Habitação, educação e despesas pessoais lideram altas no ano, enquanto alimentos como arroz, feijão, azeite e abacate registram queda. (Foto: Reprodução)
Os dados parciais de dezembro indicam quais itens mais pesaram — e quais aliviaram — o orçamento das famílias brasileiras ao longo de 2025. A inflação acumulada em 12 meses atingiu 4,41%, conforme o IPCA-15, prévia do índice oficial divulgada pelo Instituto Brasileiro de Geografia e Estatística (IBGE) na terça-feira (23).
Entre os grupos com maiores elevações no ano, Habitação aparece no topo, com alta de 6,69%, seguida por Educação (6,26%) e Despesas pessoais (5,86%).
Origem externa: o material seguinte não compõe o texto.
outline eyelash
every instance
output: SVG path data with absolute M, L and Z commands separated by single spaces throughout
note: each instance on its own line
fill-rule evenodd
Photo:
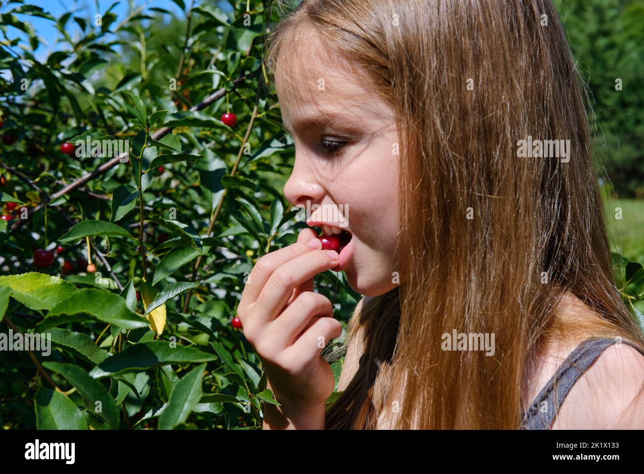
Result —
M 341 154 L 342 150 L 348 144 L 345 141 L 330 140 L 329 139 L 324 138 L 322 139 L 322 141 L 319 143 L 316 143 L 316 144 L 326 149 L 327 152 L 330 156 L 335 157 L 338 155 Z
Na direção oposta, Artigos de residência foi o único grupo a apresentar queda no período, com recuo de 0,1%.
O avanço da inflação em Habitação foi influenciado principalmente pelo aumento da energia elétrica residencial e dos aluguéis. Especialistas apontam que reajustes contratuais atrelados à inflação passada contribuíram para manter os preços elevados ao longo do ano, mesmo com a desaceleração inflacionária em meses mais recentes.
A energia elétrica, por sua vez, figurou entre os itens que mais subiram em 2025, impactada, segundo o IBGE, por fatores climáticos e pelo acionamento prolongado da bandeira tarifária vermelha.
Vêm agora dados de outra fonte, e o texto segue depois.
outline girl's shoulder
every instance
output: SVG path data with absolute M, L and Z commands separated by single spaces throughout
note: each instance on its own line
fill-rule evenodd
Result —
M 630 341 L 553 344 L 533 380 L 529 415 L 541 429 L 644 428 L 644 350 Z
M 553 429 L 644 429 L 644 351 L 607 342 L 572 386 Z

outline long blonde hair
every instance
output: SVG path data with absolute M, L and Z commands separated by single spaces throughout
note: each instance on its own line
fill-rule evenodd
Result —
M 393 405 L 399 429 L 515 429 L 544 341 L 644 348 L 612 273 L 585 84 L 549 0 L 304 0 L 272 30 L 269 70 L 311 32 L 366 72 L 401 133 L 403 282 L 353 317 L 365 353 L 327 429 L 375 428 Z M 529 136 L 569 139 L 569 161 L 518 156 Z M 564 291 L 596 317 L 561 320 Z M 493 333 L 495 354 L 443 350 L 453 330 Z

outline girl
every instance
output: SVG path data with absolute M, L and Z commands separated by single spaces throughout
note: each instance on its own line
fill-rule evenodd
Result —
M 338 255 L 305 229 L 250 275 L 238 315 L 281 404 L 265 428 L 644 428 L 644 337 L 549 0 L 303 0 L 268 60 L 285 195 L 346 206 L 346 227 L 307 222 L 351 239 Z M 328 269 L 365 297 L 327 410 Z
Considerando os itens individualmente, o transporte por aplicativo lidera o ranking de altas, com avanço de 45,38%, seguido por pimentão (29,93%) e joias (27,04%). No caso dos serviços de transporte, o aumento da demanda em meio a problemas no transporte coletivo em grandes cidades ajudou a pressionar os preços.
O café também registrou elevação significativa, tanto no consumo doméstico quanto fora de casa. De acordo com analistas, a alta foi impulsionada por condições climáticas adversas em áreas produtoras, demanda global aquecida e fatores estruturais da produção nacional.
Apesar das pressões, o grupo Alimentação apresentou comportamento mais favorável em 2025, após ter sido um dos principais vetores da inflação no ano anterior. Produtos centrais da dieta brasileira, como arroz e feijão, além de itens que haviam encarecido em 2024, como azeite de oliva e abacate, estão entre os que mais recuaram neste ano.
Segundo economistas, um cenário climático menos severo e a valorização do real frente ao dólar ao longo do ano contribuíram para o arrefecimento dos preços dos alimentos, especialmente os in natura.
Para 2026, contudo, as projeções indicam cautela. Analistas avaliam que a inflação de alimentos tende a ganhar força moderada, enquanto os serviços devem seguir pressionados, reflexo de um mercado de trabalho ainda aquecido e da resistência desse grupo em responder ao atual nível de juros.